Par Apassia
Homme de Vie s’était confortablement installé au pied d’un grand frêne. Il avait tourné deux, trois fois autour de l’arbre, avant d’y repérer au pied, un léger creux que son tronc modelait, et qui l’appelait. Il s’assit en collant son dos contre l’écorce généreuse.
Tout en faisant ces manœuvres, Homme de Vie remercia l’esprit de l’arbre pour son accueil et se mit ensuite en état de réceptivité. Au bout d’un long moment, il entendit :
« De mon passé bien lointain,
Réceptacle de l’origine de la vie, du savoir et du destin,
Je suis l’axe reliant tous les niveaux de l’univers entre eux.
Portant en moi tous les couples d’opposés
Et aussi, bien des énergies de fécondité,
Bien des pouvoirs m’ont été donnés,
Que certains savent encore utiliser.
Fût un jour nommé, Arbre du Monde… ».
Un froissement d’aile attira l’attention d’Homme de Vie vers sa droite, suivi d’un « croa- croa » lui laissant juste une parcelle de lucidité suffisante pour identifier la présence d’un corbeau. « Grand Corbeau » eut-il l’impression d’entendre.
Grand Corbeau emmena Homme de vie dans une sorte de vortex lumineux qui l’aspira littéralement. Il sentit ce voyage lent et rapide à la fois. A un moment, il eut la sensation que Grand Corbeau fixait son attention dans une direction précise.
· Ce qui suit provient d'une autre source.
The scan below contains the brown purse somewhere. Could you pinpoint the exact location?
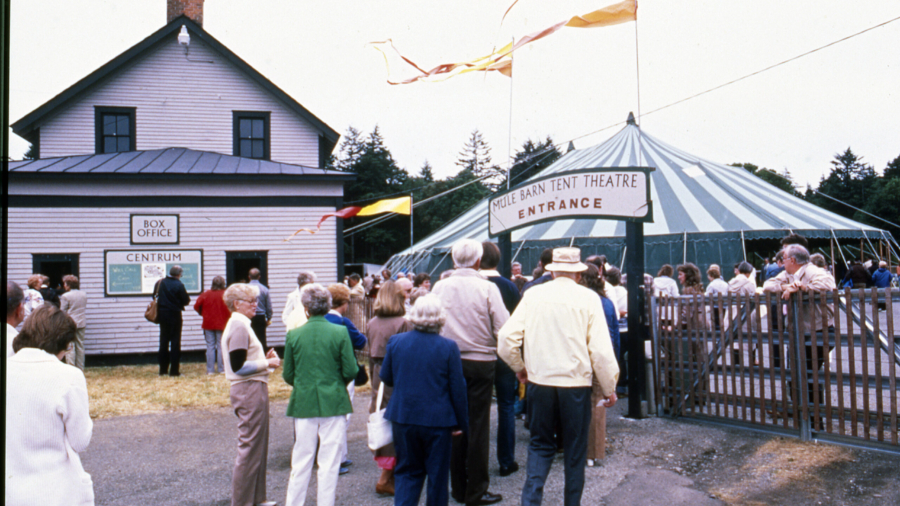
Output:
[144,280,162,325]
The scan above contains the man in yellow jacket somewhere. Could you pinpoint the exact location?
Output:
[497,248,619,506]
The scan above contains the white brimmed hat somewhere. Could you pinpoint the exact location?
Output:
[544,248,587,272]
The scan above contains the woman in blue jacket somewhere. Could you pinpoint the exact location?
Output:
[381,295,469,506]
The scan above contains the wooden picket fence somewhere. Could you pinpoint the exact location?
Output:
[650,288,900,453]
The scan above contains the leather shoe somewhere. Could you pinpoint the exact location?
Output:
[466,492,503,506]
[500,462,519,476]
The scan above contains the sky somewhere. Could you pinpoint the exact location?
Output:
[9,0,900,186]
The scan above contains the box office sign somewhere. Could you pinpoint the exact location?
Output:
[104,249,203,296]
[131,214,178,244]
[488,167,655,237]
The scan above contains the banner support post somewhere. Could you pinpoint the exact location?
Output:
[619,221,650,419]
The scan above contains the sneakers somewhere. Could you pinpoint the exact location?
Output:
[500,462,519,476]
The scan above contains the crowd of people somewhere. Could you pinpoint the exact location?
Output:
[6,231,893,506]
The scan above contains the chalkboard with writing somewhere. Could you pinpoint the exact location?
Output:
[166,263,201,293]
[107,264,141,294]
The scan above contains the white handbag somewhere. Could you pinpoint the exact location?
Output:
[366,383,394,451]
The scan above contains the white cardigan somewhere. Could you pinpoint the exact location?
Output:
[6,348,94,506]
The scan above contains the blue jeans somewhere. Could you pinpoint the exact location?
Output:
[203,329,225,374]
[522,383,591,506]
[494,359,519,467]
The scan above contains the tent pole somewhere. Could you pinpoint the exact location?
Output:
[428,248,450,276]
[881,230,900,262]
[862,230,881,262]
[828,228,849,266]
[828,239,837,276]
[741,229,747,262]
[509,236,526,265]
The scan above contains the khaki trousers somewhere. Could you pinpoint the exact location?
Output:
[231,381,269,506]
[66,327,84,371]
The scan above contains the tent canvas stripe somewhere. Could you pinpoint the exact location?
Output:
[659,140,769,230]
[644,141,722,232]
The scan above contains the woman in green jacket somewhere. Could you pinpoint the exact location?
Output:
[283,284,359,506]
Ils arrivèrent ainsi dans un monde très différent de ce qu’il avait expérimenté jusqu’alors. Au début, Homme de vie eut du mal à utiliser ses perceptions pour comprendre ce qu’il voyait. Le paysage scintillant qui s’étalait devant lui était déconcertant car à chaque instant, il se transformait. Ses yeux se posèrent sur ce qui lui apparut être une fleur pas encore éclose. En quelques secondes elle s’épanouit avant de perdre ses pétales qui, au contact du sol, firent apparaître déjà de minuscules plantes.
Ce spectacle était troublant de beauté et il en émanait une certaine harmonie. Le sol, lui-même, avait l’air de vibrer de vie. Ce mouvement permanent s’appliquait à tous les êtres qui vivaient dans ces lieux. Il y en avait de toutes sortes et vouloir les décrire relève de l’impossible. Il crut apercevoir une forme humaine, mais dans l’instant, elle se métamorphosa en animal étrange. De ce bouillonnement de vie émanait une grande cohésion mis en mouvement par une intelligence collective. Grand Corbeau expliqua à Homme de vie que toutes les dimensions sont reliées entre elles, un peu comme un grand millefeuille sans fin autour d’un axe, et que chacune d’entre elles ont un lien et un rôle précis les unes par rapport aux autres.
C’est la même chose du point de vue individuel et l’homme doit apprendre à être de plus en plus conscient de ces liens subtils qu’il porte en lui et qui lui ouvriront les portes vers bien des possibles. La peur de l’inconnu, de ce qui est différent est un des principaux obstacles. La force d’imitation et d’identification est solidement enracinée dès la naissance, mais chaque homme peut, à son rythme, dénouer l’écheveau afin de contempler le grand Mystère qu’il est. Les explications durèrent ainsi un bon moment avant que Homme de Vie n’ait la sensation d’émerger littéralement en ressentant la caresse un peu vive de l’écorce du grand frêne. En ouvrant les yeux, il constata que la nuit arrivait doucement.
Un lointain croissement se fit entendre pendant que Homme de Vie, après avoir salué Esprit du Frêne, cheminait doucement sur la route.